The specialty retailer of customized stuffed animals sheared its earnings outlook for the June quarter to between seven and 10 cents a share from an earlier forecast of 15-19 cents a share. Driving the revised earnings forecast are weaker-than-expected comparable store sales in North America for the 10 weeks ended June 9, now expected to drop 7% to 9%, vs. a previous projection of flat to 5% lower.
Build-A-Bear also trimmed its guidance for the full year to between $1.55 and $1.65 a share from a previous projection of $1.65 to $1.75 a share. Last year, the St. Louis children's retailer earned $1.44 a share.
Same-store sales took a hit from disappointing demand for newly introduced licensed products, which turned out to be more popular with boys than girls, who Build-a-Bear considers its core customers. Build-A-Bear licenses characters from Sesame Street, Disney Studios, and from current popular kids' films such as Shrek 3 and Happy Feet.
The company "has made a major inventory bet on Shrek 'skins' and outfits, and despite the movie's success we wonder if in some aspect it isn't more of a boys' picture than a girls' picture," A.G. Edwards (AGE) mused in a research note June 15.
In a news release, Chairman and Chief Executive Maxine Clark said she believes the company can manage the inventory and that she still expects revenue and earnings to grow this year.
"In this particular case, given that I don't think they can put the inventory back to the vendor, which I think was Dreamworks, they'll have to deal with it on their own, so I think there could be some margin pressure," analyst Robert Buchanan at A. G. Edwards & Sons said in an interview with BusinessWeek.
Clearly, the company's experience with under-ordering inventory of the Mumble character from the movie Happy Feet last year hasn't made management any savvier in calculating demand for further licensed skin inventory purchases, Susquehanna Financial Group said in its note on June 15.
Also likely to weigh on anticipated second-quarter results are higher advertising costs as a percentage of sales compared with a year ago, performance-based bonus expenses and language translation costs tied to store openings in Montreal and Puerto Rico in the second half of 2007, Build-A-Bear said.
Having known CEO Clark for 17 years, Buchanan at A.G. Edwards said, "Sometimes she has too many good ideas."
A major acquisition in the U.K. about a year and a half ago has been a big distraction and has used up a lot of top management's time, he said. He also sees the company's recent decision to open stores in France as a mistake. "I'd rather see them focus on the core business in the United States."
While he likes the company's ability to generate free cash and says its average sales of $552 per square foot of retail space is comparatively strong, Buchanan says he's wary of its assurances about earnings after watching Build-A-Bear miss forecasts quite a few times. He lowered his earnings estimates to nine cents a share for the second quarter, $1.41 a share for 2007 and $1.61 for 2008.

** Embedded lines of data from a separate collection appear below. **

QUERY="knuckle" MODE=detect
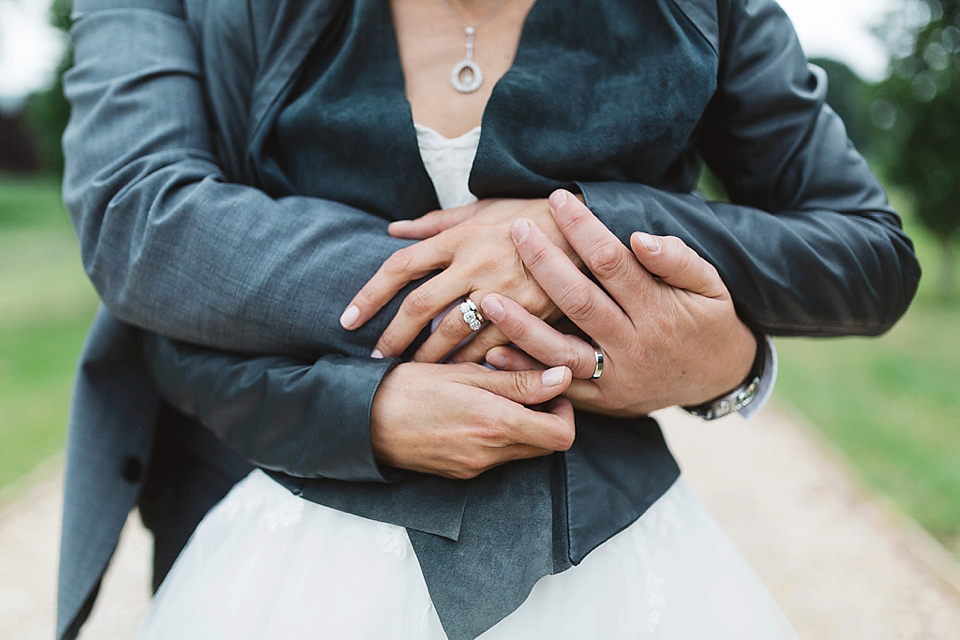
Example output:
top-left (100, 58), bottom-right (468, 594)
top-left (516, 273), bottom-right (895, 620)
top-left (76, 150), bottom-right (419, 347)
top-left (512, 371), bottom-right (539, 398)
top-left (404, 288), bottom-right (433, 317)
top-left (383, 249), bottom-right (412, 275)
top-left (377, 332), bottom-right (402, 356)
top-left (590, 242), bottom-right (626, 277)
top-left (554, 423), bottom-right (576, 451)
top-left (559, 285), bottom-right (596, 320)
top-left (526, 241), bottom-right (549, 268)
top-left (356, 287), bottom-right (379, 308)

Although the stock may trade on fundamentals over the near term, Susquehanna said it still thinks the company will eventually be bought out by a private equity firm. The difficulty in predicting licensed skin demand and of generating consistent positive same-store sales is likely at some point to convince management to go private, Susquehanna said. Its forecast for 2007 earnings is $1.61 a share.
Buchanan doesn't own the stock, but A.G. Edwards played a part in the company's initial public offering, and also expects to be compensated for investment banking it has done with the company in the next three months. Susquehanna does and seeks to do banking with the companies it covers.